Textual and Informational Characteristics of Health-Related Social Media Content: A Study of Drug Review Forums

There is a proliferation of health-related social media sites where people post information about their diseases and treatments. These sites can be mined for information about users‘ experience with these diseases and treatments. This paper reports the results of an initial study of the informational content and linguistic characteristics of postings on drug review sites—with an emphasis on the opinions and sentiments expressed. This paper reports our initial analysis of the informational and linguistic characteristics of user postings on drug-review discussion forums. We investigate on knowledge they contain and information that can be extracted from them. We harvested postings from three websites carrying different kinds of user-generated reviews. We analyzed the corpus to identify the most-reviewed drugs, the vocabulary used, focusing on opinion words, and textual characteristics such as length of postings, sentence length and proportion of the various parts-of-speech.

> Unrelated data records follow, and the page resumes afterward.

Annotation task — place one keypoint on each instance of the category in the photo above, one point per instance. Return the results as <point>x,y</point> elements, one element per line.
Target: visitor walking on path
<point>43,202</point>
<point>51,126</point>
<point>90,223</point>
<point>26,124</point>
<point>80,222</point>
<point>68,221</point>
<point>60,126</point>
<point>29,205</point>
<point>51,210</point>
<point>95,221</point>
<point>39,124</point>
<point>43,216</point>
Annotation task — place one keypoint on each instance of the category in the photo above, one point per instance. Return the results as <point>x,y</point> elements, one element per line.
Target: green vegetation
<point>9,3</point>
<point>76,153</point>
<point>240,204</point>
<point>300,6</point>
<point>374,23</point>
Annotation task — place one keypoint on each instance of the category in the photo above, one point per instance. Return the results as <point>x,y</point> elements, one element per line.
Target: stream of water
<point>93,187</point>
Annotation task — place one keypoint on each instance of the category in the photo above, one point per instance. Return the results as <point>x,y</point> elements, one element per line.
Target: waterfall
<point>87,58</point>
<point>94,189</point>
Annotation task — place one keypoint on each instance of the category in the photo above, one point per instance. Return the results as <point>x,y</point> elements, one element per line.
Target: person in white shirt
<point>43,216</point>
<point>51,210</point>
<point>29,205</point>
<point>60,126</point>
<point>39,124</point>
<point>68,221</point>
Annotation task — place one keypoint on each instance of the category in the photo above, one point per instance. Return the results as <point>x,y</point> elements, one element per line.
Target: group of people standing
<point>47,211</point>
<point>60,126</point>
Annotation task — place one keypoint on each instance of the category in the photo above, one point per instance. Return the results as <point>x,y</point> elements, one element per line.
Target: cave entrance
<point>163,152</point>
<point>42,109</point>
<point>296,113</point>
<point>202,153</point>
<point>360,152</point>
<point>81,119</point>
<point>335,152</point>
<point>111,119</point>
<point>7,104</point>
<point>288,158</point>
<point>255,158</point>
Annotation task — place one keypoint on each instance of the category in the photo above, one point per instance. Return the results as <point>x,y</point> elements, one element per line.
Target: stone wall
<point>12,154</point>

We performed semantic tagging with concepts from the UMLS metathesaurus and analyzed the distribution of medical concepts in the corpus. Our results indicate that the corpus covers a large variety of drugs. Drugs related to depression, anxiety, weight loss, and pain relief are most frequently reviewed. Although the linguistic quality of the text is lower than in scientific writing, the medical content is very rich. Opinion mining can be performed on the corpus since it contains many opinion terms.